Conta-se que Jorge era membro da guarda pretoriana do imperador Diocleciano. Embora sem nomear de modo explícito, a tradição remonta ao santo guerreiro as palavras de Eusébio de Cesareia:
“Assim, logo que foi afixado em Nicomédia o edito contra as Igrejas, sucedeu que um homem, de forma alguma obscuro, mas dos mais ilustres, um dignitário secular, impelido pelo zelo de Deus e movido pelo ardor da fé, retirou, como sendo ímpio e absolutamente irreligioso, o aviso colocado em evidência num lugar público e o rasgou, na ocasião em que dois imperadores, o mais antigo e o que ocupava o quarto lugar no governo, achavam-se presentes na cidade. Este, contudo, foi o primeiro dos habitantes do país a se destacar de tal maneira; e logo, como é óbvio, suportou as consequências de tamanha audácia, mas até o último suspiro conservou a tranquilidade e a calma”.[2]
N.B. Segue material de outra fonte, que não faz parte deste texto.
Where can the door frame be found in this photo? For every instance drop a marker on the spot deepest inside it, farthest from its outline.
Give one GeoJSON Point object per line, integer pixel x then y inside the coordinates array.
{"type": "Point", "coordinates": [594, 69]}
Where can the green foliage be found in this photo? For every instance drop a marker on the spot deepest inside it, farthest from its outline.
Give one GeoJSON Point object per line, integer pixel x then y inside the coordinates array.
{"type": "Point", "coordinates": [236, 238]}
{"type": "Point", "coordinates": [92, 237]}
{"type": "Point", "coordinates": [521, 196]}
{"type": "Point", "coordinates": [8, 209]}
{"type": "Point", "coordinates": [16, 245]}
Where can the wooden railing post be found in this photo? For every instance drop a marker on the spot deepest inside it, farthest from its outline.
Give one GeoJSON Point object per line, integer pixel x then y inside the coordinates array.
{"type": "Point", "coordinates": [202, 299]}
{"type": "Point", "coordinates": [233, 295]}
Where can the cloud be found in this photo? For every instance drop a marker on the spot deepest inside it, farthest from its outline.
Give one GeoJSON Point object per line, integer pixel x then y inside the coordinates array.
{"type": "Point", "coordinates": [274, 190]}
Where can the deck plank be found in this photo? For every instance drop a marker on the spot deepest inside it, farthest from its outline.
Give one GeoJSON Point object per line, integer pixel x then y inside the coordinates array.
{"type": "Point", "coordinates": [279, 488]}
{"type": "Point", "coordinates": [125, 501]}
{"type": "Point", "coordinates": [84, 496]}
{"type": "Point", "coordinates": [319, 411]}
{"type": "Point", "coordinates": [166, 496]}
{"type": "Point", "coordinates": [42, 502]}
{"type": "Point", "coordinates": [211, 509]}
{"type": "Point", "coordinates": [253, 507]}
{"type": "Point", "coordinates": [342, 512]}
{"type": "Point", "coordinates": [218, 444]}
Contudo, não se sabe com certeza se Eusébio de Cesareia se referia com este trecho a São Jorge.
Conforme a Catholic Encyclopedia (1913), não existe fundamentos para duvidar da existência de São Jorge e esta é opinião dos historiadores de hoje, contudo, é necessário estar atento a dar crédito irrestrito aos detalhes de sua vida.[3]
De acordo com Legenda Áurea:
“Jorge [Georgius] vem de geos, que quer dizer ‘terra’, e de orge, ‘cultivar’, de forma que o nome significa ‘cultivando a terra’, isto é, sua carne”.[4]
Outras interpretações são inseridas a seguir por Jacopo de Varazze:
“Jorge também pode vir de gerar, ‘sagrado’, e de gyon, ‘areia’, significando portanto ‘areia sagrada’. De fato, da mesma forma que a areia, Jorge foi pesado pela gravidade dos costumes, miúdo por sua humildade, seco pela isenção de volúpia carnal.
O nome pode ainda derivar de gerar, ‘sagrado’, e gyon, ‘luta”, significando ‘lutador sagrado’ porque lutou contra o dragão e contra o carrasco. Jorge ainda pode resultar de gero, que quer dizer ‘peregrino’, de gír, ‘cortado’, e de ys, ‘conselheiro’, porque foi peregrino em seu desprezo pelo mundo, cortado em seu martírio e conselheiro na prédica do reino de Deus”.[5]
A ligação entre o São Jorge e o dragão é conhecida sobretudo desde a Legenda Áurea de Jacopo de Varezze, cujas raízes remontam o sexto século. Foram popularizadas na região da Geórgia, no sul do Cáucaso.
De fato, uma remonta legenda aponta que o santo guerreiro salvou uma princesa (e seu povo) do ataque de um dragão (que simboliza tradicionalmente o demônio ou o mal). Na mitologia o dragão também aparece como símbolo de inimizade.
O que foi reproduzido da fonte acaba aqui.